Title

Exchange rate policy and international trade linkages and impacts

Date of Award

2007

Degree Type

Dissertation

Degree Name

Doctor of Philosophy (PhD)

Department

Economics

Keywords

Exchange rate policy, Industry specific exchange rate, Monetary policy, International trade, Monetary union, Gravity model

Subject Categories

Economics | Social and Behavioral Sciences

Abstract

This thesis has studied the issue of exchange rate policy implications in relation to international trade. The dissertation consists of three essays focusing on the monetary union, exchange rates determinants, and industry specific exchange rates. The first essay investigates the impact of the proposed Gulf Cooperation Council (GCC) monetary union on trade volume using an augmented gravity model. I find that looking at the sector level, results suggest that the proposed GCC monetary union tends to increase trade among these countries only in sectors requiring low levels of processing.

In the second essay, I examine empirically the determinants of exchange rate regime choices in the Middle East region. My findings show that factors of Optimal Currency Area and risk of currency crisis both increase the likelihood of fixing the exchange rate regimes; however, a larger economy decreases the probability of implementing a fixed exchange rate policy. In addition, there is evidence that the oil sector prefers the adoption of a fixed exchange rate regime, as this sector is a politically powerful sector that benefits from a stable currency. There is also evidence that politically unstable countries in the Middle East seem to be associated with flexible exchange rate policy.

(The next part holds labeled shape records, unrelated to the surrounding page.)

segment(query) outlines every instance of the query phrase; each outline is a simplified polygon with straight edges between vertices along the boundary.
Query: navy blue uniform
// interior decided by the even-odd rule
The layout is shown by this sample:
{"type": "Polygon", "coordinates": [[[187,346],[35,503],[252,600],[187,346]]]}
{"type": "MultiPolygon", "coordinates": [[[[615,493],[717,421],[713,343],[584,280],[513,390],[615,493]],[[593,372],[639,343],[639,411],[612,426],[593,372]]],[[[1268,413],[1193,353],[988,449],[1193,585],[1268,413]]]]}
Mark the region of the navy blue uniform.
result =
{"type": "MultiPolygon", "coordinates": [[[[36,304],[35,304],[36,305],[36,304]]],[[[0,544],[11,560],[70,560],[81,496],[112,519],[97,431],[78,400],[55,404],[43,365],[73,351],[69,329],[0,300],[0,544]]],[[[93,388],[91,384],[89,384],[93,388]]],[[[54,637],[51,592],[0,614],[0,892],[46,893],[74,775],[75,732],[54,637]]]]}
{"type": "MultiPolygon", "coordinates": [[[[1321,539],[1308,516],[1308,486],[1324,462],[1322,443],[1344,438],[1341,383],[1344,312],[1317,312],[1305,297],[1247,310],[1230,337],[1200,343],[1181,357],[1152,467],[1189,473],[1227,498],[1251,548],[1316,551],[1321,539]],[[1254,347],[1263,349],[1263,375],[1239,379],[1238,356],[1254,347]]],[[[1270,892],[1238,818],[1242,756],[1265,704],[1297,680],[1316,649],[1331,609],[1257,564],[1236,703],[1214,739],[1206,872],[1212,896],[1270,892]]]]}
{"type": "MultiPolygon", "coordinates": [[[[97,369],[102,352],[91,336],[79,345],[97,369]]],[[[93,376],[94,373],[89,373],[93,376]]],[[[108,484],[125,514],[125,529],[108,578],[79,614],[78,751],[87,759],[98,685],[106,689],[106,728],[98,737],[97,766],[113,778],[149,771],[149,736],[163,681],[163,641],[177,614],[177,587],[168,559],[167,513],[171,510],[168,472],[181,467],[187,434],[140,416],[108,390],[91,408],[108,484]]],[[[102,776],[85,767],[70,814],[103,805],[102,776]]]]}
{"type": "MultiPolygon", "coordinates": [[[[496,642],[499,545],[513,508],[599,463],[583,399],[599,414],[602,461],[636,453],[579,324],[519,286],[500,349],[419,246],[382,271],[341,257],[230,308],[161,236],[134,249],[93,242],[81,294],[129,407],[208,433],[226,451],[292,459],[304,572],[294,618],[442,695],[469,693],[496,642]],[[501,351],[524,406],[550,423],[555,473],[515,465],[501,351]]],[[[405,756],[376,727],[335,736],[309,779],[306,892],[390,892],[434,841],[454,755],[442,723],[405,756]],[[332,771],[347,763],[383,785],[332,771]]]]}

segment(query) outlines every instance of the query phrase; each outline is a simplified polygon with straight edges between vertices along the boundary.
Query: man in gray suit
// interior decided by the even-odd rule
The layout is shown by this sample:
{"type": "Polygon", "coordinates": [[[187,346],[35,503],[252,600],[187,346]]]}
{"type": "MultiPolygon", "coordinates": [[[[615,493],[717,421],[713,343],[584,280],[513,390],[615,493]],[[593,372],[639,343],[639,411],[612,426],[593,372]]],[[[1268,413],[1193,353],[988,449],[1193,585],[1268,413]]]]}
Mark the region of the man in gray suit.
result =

The third essay investigates empirically exchange rate movements in the Middle East region at the industry level. I use a first-differenced model to investigate the impact of exchange rate movements on outputs of six specific Middle Eastern industries using industry specific real exchange rate indices, constructed using Goldberg's (2004) method. Employing a first-differencing technique, my findings show that the impact of the industry exchange rate variable interacted with the exposure to international trade is concentrated mostly on the food industry. The sector least affected by industry exchange rate variability is the transport industry. The explanation for the positive findings is that Middle Eastern firms are more likely to rely on imported intermediate products. Thus when there is an appreciation of their currencies, imported intermediate inputs and imported capital inputs become cheaper to local firms. This may lead final output of some industries to grow as a result of decreasing costs of production.